The Intellectual Entrepreneurship (IE) Pre-Graduate Internship Program awarded Kuhn awards to 23 undergraduates for the fall 2015 semester. Students received $1,000 stipends from the Michael and Alice Kuhn Foundation, while their graduate mentors received matching $1,000 funds from the Division of Diversity and Community Engagement (DDCE).
The IE program was created in 2003 to mentor undergraduate minority students and help them explore the option of graduate school, according to Rick Cherwitz, founder and director of the IE program.
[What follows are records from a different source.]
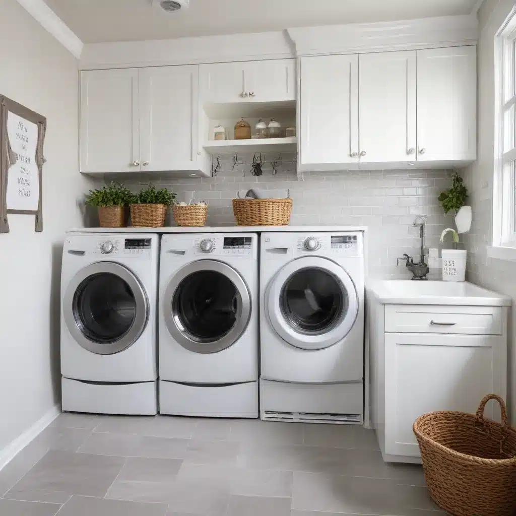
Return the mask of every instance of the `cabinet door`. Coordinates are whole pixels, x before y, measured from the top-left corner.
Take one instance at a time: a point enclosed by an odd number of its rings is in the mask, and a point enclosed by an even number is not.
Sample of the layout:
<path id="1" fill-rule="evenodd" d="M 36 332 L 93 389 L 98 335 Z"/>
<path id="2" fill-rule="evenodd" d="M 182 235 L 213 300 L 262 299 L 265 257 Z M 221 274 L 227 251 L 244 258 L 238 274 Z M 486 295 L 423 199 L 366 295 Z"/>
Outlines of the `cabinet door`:
<path id="1" fill-rule="evenodd" d="M 203 103 L 249 102 L 250 82 L 246 62 L 215 63 L 200 67 L 201 100 Z M 244 96 L 243 94 L 245 93 Z"/>
<path id="2" fill-rule="evenodd" d="M 476 47 L 417 54 L 418 160 L 476 159 Z"/>
<path id="3" fill-rule="evenodd" d="M 142 170 L 196 168 L 199 67 L 141 69 L 140 89 Z"/>
<path id="4" fill-rule="evenodd" d="M 245 83 L 250 85 L 249 99 L 255 102 L 296 100 L 296 61 L 271 59 L 250 61 Z"/>
<path id="5" fill-rule="evenodd" d="M 302 57 L 299 66 L 300 164 L 357 163 L 358 56 Z"/>
<path id="6" fill-rule="evenodd" d="M 81 172 L 140 170 L 138 76 L 131 68 L 80 72 Z"/>
<path id="7" fill-rule="evenodd" d="M 361 163 L 416 159 L 416 53 L 359 58 Z"/>
<path id="8" fill-rule="evenodd" d="M 505 397 L 501 344 L 484 335 L 385 333 L 385 453 L 419 456 L 412 425 L 423 414 L 474 413 L 486 394 Z"/>

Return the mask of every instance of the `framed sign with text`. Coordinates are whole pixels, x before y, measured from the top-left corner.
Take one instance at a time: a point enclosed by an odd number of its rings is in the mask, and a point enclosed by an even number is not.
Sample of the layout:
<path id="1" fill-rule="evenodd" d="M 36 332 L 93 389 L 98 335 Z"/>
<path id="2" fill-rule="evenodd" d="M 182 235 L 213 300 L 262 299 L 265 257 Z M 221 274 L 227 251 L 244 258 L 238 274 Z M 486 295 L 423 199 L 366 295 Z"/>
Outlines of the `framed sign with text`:
<path id="1" fill-rule="evenodd" d="M 41 182 L 46 119 L 0 95 L 0 233 L 8 213 L 36 215 L 43 231 Z"/>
Cherwitz said students use the awards to pay for conference travel expenses, prepare for graduate school entrance exams and participate in research and internship programs, among other opportunities.
“One of the things the IE Pre-Graduate mentorship is trying to do is to get more underrepresented minorities – first-generation college students and economically disadvantaged students – get mentoring opportunities so they could figure out if graduate school or anything else is in their future,” Cherwitz said. “This award, given by the Kuhns, gives us tons of opportunities to really enrich that experience.”
Nursing junior Nicole Gloris said this award helped her confirm her interest in graduate school.
“I feel honored to be a Kuhn scholar,” Gloris said in an e-mail. “It’s not everyday that someone helps fund your desire to explore the opportunities of graduate school.”
Gloris said she met her mentor doctoral nursing student Ashley Henneghanwhen working in the same research department at the School of Nursing. With Henneghan’s encouragement, Gloris submitted her research to the Texas Student Research Showdown.
“This competition helped me rekindle my passion for research,” Gloris said. “[Henneghan] constantly inspires me to be a leader as she always gets recognized as a leader in her field.”
Social work junior Taylor Lambert, who aspires to work with children in a clinical setting through play therapy, said her mentor has helped her address her fears and anxieties about continuing education.
“[My mentor] and this program have helped me realize that what I’m thinking and feeling is completely normal,” Lambert said. “I definitely feel more secure in my decision to go to graduate school because of her.”
Social work graduate student Nadia Velasquez said she has enjoyed being a “role model” for her mentee Jeanette Pacheco, a women’s and gender studies and social work senior.
“[Pacheco] is a first-generation college student, and so am I,” Velasquez said in an e-mail. “When you go to college at a four-year university, it can be overwhelming. It may even be more overwhelming for students who don’t have social and emotional support [because their parents and siblings have never gone to college].”
Velasquez said she meets with Pacheco two to three times a month to discuss Pacheco’s goals and ways she can help Pacheco accomplish them.
“If I — someone who comes from the similar background — can do it, she can do it,” Velasquez said.
Psychology graduate student Nicole Wen said she has mentored eight students since spring 2014.
“Do it! It’s such a worthwhile experience to meet motivated young people who are interested in what you do,” Wen said. “I remember being an undergrad and had I had the opportunity to do something like the IE program, I would’ve been so grateful!”